Rezension

Interessanter historischer Kriminalroman

Gegen die Spielregeln - Philea Baker

Gegen die Spielregeln
von Philea Baker

Bewertet mit 4.5 Sternen

London, 1874: Als der Kessel des Dampfschiffes Bothnia explodiert und es mehrere Tote gibt, glaubt man zunächst an einen Unglücksfall, doch dann stellt sich heraus, dass Dynamit im Spiel war. Drei Menschen haben Grund Ermittlungen anzustellen: Inspector Orville Baker von der Metropolitan Police Services aus dienstlichen Gründen. Der Halblakota Ryon Buchanan, dessen Vater, ein amerikanische Schiffsbauingenieur bei der Explosion ums Leben kam. Und die Krankenschwester Alessa Arlington, deren Onkel, Vorsitzender des Lloyds Register of British and Foreign Shipping, der Tat dringend verdächtigt wird.

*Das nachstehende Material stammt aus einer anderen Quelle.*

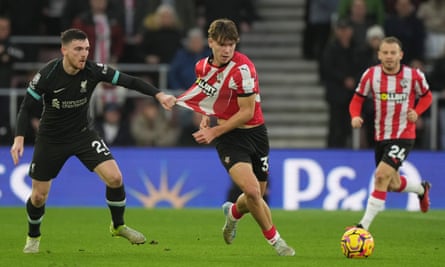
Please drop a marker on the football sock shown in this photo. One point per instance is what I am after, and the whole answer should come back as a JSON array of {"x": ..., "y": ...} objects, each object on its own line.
[
  {"x": 411, "y": 186},
  {"x": 234, "y": 213},
  {"x": 376, "y": 203},
  {"x": 271, "y": 235},
  {"x": 35, "y": 216},
  {"x": 116, "y": 203}
]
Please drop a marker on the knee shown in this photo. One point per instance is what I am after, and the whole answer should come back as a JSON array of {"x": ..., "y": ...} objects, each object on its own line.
[
  {"x": 252, "y": 192},
  {"x": 114, "y": 180},
  {"x": 38, "y": 199},
  {"x": 381, "y": 179}
]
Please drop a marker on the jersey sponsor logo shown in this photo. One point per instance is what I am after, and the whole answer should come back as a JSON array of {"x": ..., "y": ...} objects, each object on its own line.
[
  {"x": 393, "y": 97},
  {"x": 206, "y": 88},
  {"x": 55, "y": 103},
  {"x": 34, "y": 81},
  {"x": 104, "y": 67},
  {"x": 83, "y": 86},
  {"x": 59, "y": 90}
]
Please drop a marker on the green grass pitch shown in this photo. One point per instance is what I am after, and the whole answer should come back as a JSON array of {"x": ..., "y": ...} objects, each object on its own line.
[{"x": 192, "y": 237}]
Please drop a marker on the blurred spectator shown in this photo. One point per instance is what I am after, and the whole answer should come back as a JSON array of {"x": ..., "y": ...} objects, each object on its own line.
[
  {"x": 151, "y": 127},
  {"x": 52, "y": 12},
  {"x": 162, "y": 35},
  {"x": 8, "y": 55},
  {"x": 318, "y": 18},
  {"x": 113, "y": 127},
  {"x": 105, "y": 34},
  {"x": 375, "y": 10},
  {"x": 437, "y": 82},
  {"x": 71, "y": 10},
  {"x": 409, "y": 29},
  {"x": 131, "y": 16},
  {"x": 361, "y": 20},
  {"x": 365, "y": 57},
  {"x": 181, "y": 74},
  {"x": 432, "y": 13},
  {"x": 339, "y": 74},
  {"x": 26, "y": 20},
  {"x": 390, "y": 5},
  {"x": 184, "y": 9},
  {"x": 242, "y": 12}
]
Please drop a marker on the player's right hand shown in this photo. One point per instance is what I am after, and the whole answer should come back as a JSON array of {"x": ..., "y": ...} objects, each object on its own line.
[
  {"x": 17, "y": 149},
  {"x": 356, "y": 122},
  {"x": 167, "y": 101}
]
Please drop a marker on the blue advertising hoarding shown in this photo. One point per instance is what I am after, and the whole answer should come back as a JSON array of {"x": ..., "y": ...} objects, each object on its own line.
[{"x": 190, "y": 177}]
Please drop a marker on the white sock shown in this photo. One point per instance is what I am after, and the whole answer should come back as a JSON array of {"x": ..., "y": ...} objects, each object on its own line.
[{"x": 373, "y": 207}]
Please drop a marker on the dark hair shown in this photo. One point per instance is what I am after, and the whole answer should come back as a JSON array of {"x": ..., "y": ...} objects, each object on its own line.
[
  {"x": 392, "y": 40},
  {"x": 72, "y": 34},
  {"x": 222, "y": 30}
]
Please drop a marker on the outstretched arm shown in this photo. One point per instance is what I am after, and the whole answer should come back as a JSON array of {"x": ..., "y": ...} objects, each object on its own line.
[
  {"x": 167, "y": 101},
  {"x": 23, "y": 118}
]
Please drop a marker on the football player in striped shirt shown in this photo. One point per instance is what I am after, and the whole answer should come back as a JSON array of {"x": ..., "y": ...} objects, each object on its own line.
[{"x": 400, "y": 95}]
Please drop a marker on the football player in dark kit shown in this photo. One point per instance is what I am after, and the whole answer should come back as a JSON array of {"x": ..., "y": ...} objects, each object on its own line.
[{"x": 65, "y": 86}]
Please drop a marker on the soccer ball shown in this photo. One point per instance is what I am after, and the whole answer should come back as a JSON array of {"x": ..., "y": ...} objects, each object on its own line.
[{"x": 357, "y": 243}]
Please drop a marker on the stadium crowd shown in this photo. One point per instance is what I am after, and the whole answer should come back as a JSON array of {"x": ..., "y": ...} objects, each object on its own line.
[
  {"x": 341, "y": 35},
  {"x": 120, "y": 32}
]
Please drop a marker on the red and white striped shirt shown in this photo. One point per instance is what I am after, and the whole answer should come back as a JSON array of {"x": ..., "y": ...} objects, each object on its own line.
[
  {"x": 216, "y": 89},
  {"x": 393, "y": 96}
]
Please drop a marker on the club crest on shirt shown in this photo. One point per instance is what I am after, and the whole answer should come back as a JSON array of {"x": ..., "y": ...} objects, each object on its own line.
[
  {"x": 206, "y": 88},
  {"x": 35, "y": 80},
  {"x": 83, "y": 86},
  {"x": 404, "y": 83}
]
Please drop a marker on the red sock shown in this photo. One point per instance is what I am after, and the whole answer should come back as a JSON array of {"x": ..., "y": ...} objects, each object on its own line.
[
  {"x": 235, "y": 213},
  {"x": 269, "y": 234},
  {"x": 379, "y": 194},
  {"x": 402, "y": 183}
]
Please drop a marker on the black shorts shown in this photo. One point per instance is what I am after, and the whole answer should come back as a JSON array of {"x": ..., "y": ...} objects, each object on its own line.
[
  {"x": 393, "y": 152},
  {"x": 49, "y": 158},
  {"x": 245, "y": 145}
]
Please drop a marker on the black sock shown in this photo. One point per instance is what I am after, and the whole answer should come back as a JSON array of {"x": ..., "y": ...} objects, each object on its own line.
[
  {"x": 116, "y": 203},
  {"x": 35, "y": 216}
]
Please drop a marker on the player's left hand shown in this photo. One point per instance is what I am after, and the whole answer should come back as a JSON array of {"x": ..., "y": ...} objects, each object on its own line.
[
  {"x": 412, "y": 115},
  {"x": 167, "y": 101},
  {"x": 204, "y": 136}
]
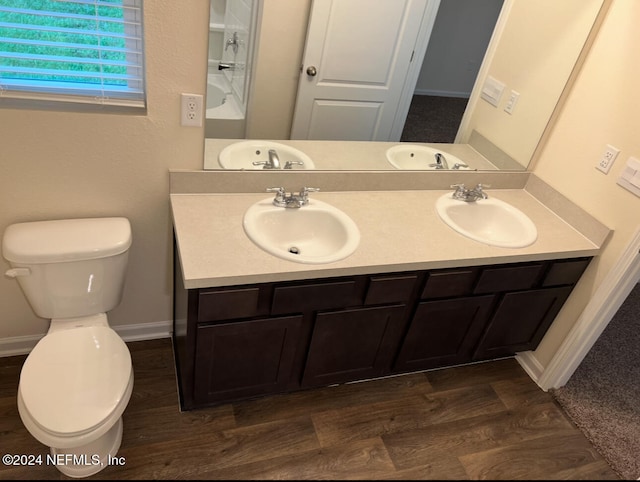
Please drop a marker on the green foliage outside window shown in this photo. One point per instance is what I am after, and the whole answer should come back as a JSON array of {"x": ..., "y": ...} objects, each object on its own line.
[{"x": 65, "y": 45}]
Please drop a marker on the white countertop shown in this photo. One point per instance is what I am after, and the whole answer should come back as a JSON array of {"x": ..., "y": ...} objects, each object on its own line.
[{"x": 400, "y": 231}]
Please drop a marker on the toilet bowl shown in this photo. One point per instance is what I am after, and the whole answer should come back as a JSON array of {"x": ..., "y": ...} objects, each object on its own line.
[{"x": 77, "y": 381}]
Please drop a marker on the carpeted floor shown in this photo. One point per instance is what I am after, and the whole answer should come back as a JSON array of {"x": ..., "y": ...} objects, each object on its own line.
[
  {"x": 433, "y": 119},
  {"x": 603, "y": 395}
]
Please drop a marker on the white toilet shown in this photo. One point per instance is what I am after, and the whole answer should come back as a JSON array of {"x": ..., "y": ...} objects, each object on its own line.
[{"x": 77, "y": 380}]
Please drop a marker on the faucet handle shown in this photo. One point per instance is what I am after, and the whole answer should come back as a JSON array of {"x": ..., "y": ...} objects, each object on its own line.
[
  {"x": 304, "y": 193},
  {"x": 479, "y": 191}
]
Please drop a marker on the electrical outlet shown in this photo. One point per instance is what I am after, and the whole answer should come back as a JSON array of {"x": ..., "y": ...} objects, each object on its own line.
[
  {"x": 191, "y": 110},
  {"x": 606, "y": 160}
]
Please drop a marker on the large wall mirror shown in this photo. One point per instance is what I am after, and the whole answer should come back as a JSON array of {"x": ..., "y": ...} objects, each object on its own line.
[{"x": 488, "y": 77}]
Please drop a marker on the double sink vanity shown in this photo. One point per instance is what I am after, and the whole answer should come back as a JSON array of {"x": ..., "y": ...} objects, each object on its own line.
[{"x": 287, "y": 279}]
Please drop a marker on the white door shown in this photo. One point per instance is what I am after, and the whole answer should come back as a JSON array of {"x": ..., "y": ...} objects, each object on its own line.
[{"x": 356, "y": 63}]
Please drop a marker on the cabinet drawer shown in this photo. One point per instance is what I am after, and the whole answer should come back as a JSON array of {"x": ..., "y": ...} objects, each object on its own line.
[
  {"x": 565, "y": 272},
  {"x": 228, "y": 304},
  {"x": 449, "y": 283},
  {"x": 511, "y": 278},
  {"x": 320, "y": 296},
  {"x": 390, "y": 289}
]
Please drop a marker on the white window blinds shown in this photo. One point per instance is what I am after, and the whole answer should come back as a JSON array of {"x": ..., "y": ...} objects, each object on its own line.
[{"x": 87, "y": 51}]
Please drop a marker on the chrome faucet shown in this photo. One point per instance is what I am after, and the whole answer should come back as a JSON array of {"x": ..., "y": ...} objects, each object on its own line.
[
  {"x": 441, "y": 162},
  {"x": 291, "y": 200},
  {"x": 469, "y": 195},
  {"x": 272, "y": 163}
]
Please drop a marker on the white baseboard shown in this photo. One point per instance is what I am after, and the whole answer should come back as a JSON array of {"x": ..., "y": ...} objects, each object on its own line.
[{"x": 21, "y": 345}]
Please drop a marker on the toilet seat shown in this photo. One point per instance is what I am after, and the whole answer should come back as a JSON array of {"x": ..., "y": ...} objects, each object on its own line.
[{"x": 73, "y": 380}]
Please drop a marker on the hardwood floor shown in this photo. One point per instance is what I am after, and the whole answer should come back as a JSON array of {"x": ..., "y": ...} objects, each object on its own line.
[{"x": 483, "y": 421}]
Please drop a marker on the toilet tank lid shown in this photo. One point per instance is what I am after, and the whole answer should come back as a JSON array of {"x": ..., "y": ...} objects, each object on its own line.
[{"x": 62, "y": 240}]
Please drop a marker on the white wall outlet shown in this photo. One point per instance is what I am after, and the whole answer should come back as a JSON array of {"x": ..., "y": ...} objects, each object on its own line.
[
  {"x": 511, "y": 102},
  {"x": 606, "y": 160},
  {"x": 191, "y": 110}
]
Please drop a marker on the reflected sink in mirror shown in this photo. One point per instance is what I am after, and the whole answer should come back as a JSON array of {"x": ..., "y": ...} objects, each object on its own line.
[
  {"x": 315, "y": 233},
  {"x": 417, "y": 157},
  {"x": 243, "y": 155},
  {"x": 490, "y": 221}
]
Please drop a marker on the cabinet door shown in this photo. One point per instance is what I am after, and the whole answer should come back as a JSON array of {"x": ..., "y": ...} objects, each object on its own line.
[
  {"x": 520, "y": 321},
  {"x": 244, "y": 359},
  {"x": 443, "y": 332},
  {"x": 352, "y": 344}
]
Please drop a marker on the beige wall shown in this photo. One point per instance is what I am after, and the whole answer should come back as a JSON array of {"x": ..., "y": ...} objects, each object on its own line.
[
  {"x": 534, "y": 56},
  {"x": 601, "y": 109},
  {"x": 63, "y": 165}
]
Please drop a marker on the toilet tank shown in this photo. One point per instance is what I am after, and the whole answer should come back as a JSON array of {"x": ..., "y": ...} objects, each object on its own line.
[{"x": 71, "y": 267}]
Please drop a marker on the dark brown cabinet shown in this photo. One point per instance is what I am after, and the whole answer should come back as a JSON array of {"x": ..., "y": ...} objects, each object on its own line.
[
  {"x": 352, "y": 344},
  {"x": 245, "y": 341},
  {"x": 244, "y": 359},
  {"x": 443, "y": 332}
]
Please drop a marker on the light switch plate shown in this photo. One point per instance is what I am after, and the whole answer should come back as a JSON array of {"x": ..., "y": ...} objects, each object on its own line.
[{"x": 630, "y": 177}]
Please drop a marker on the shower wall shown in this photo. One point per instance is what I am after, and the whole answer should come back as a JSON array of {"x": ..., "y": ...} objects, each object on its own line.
[{"x": 231, "y": 27}]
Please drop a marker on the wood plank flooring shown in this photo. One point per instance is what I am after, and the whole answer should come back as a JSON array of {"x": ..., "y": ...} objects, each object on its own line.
[{"x": 484, "y": 421}]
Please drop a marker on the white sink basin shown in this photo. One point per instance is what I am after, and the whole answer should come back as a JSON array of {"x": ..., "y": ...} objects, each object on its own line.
[
  {"x": 314, "y": 234},
  {"x": 417, "y": 157},
  {"x": 242, "y": 155},
  {"x": 490, "y": 221}
]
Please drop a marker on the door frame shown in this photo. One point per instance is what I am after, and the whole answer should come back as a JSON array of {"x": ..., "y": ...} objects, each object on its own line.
[
  {"x": 594, "y": 319},
  {"x": 411, "y": 79}
]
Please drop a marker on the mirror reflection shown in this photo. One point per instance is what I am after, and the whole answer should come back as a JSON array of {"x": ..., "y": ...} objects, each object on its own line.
[{"x": 502, "y": 101}]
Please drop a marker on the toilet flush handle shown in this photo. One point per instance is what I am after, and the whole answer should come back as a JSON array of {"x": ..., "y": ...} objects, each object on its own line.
[{"x": 15, "y": 272}]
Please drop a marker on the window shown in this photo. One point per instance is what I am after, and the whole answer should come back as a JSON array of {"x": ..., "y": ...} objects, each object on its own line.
[{"x": 80, "y": 51}]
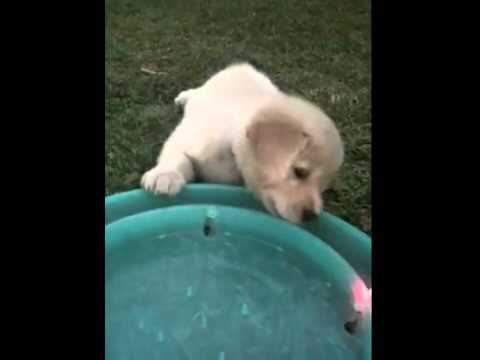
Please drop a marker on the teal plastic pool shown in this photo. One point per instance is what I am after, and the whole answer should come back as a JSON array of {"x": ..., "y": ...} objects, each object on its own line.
[{"x": 209, "y": 275}]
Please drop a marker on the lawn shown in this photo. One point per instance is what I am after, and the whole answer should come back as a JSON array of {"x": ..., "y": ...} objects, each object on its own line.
[{"x": 319, "y": 49}]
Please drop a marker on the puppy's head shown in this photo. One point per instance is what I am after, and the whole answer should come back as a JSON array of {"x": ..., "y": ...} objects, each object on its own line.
[{"x": 291, "y": 152}]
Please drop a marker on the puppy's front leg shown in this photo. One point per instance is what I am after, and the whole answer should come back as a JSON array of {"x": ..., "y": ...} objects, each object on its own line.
[{"x": 174, "y": 169}]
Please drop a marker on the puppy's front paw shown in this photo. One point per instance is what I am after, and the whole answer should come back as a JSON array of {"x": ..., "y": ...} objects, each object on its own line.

Alle drei Protagonisten sind sehr interessant, Baker, der zunächst ein „typischer“ viktorianischer Mann ist, der Frauen jede eigene Meinung abspricht, sich im Laufe des Romans aber verändert. Er und Alessa stoßen immer wieder aufeinander, wodurch sich manchmal nette Situation ergibt, die einen schmunzeln lässt. Im Gegensatz dazu ist Alessa eine junge Frau, die sich emanzipieren möchte, so arbeitet sie als Krankenschwester unter Florence Nightingale, möchte Medizin studieren und wagt einiges, um ihren Onkel zu entlasten. Ryon ist ebenfalls ein interessanter Charakter, alleine schon durch seine Herkunft. Er und Alessa entwickeln Gefühle füreinander, die sie aber nicht wirklich ausleben können – größtenteils auf Grund von Missverständnissen, wobei teilweise in diesem Band nicht mehr klar wird, ob nicht mehr Wahrheit dahintersteckt – ich habe hier oft den Kopf geschüttelt, weil man wieder einmal nicht den einfachsten Weg genommen und miteinander geredet hat.

Neben diesen Drei gibt es weitere interessante Charaktere, wie z. B. zwei homosexuelle Ärzte, die wegen ihrer Liebe Zuchthaus befürchten müssen, eine Bordellchefin oder die in ihren viktorianischen Ansichten gefangene Stiefmutter Alessias. Einige der Charaktere sind historische Persönlichkeiten wie z. B. der Schiffbauer Alexander Carlisle.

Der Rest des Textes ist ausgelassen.